I am fairly familiar with the laws of derivatives, but forgot how to compute it with respect to K, L, and A


Anyone?

Gotta love macroeconomics. They're really making these last 7 credits hurt

 

[Darien]

ex: f(x,y) = x^3 + y^3

Differentiate with respect to y...
f (sub y) (x,y)..
--> x^3 + 3y^2

(in other words, your other terms become constants. In this case, x is held constant)

So to start you off,

Y(A, K, L) = (A) * (K^.5) * (L^.5)
dY/dK = (A) * (.5K^-.5) * (L^.5) [Derivative of K^.5 is .5K^-.5, A and L are held constant]

I'm 99% sure this is what it's supposed to be. Granted I haven't completed multivariable calculus, I was introduced to partial derivatives, gradiants and all sorts of nasty (and not so nasty) things in physics...

Hopefully I remember right

 

[UDT89]

thats what i did the first time, so im sure you're right............it just feels right

 

[optoman]

Aren't these partial derivatives? If they are then just take the derivative with respect to k for dy/dk, l for dy/dl and such.
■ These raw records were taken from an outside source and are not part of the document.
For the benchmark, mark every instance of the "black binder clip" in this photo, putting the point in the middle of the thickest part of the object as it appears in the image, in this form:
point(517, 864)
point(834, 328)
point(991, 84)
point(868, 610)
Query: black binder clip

Edit: damn I'm a slow typer. Darien is right on.

 

[FSUpaintball]

E=MC2?

 

[Darien]

Originally posted by: FSUpaintball
E=MC2?

At rest.

E(sub 0) = m(sub 0)C^2

E^2 = (p^2)(c^2) + ((m(sub 0)^2)(c^2))^2; E = K + E (sub 0)



(It's 11:05PM...and while I should be reading chemistry, I'm posting on AT. Will take a nap and go to this subject later. I hate chemistry. Gimme the integral over balancing equations and finding out "stuff"!)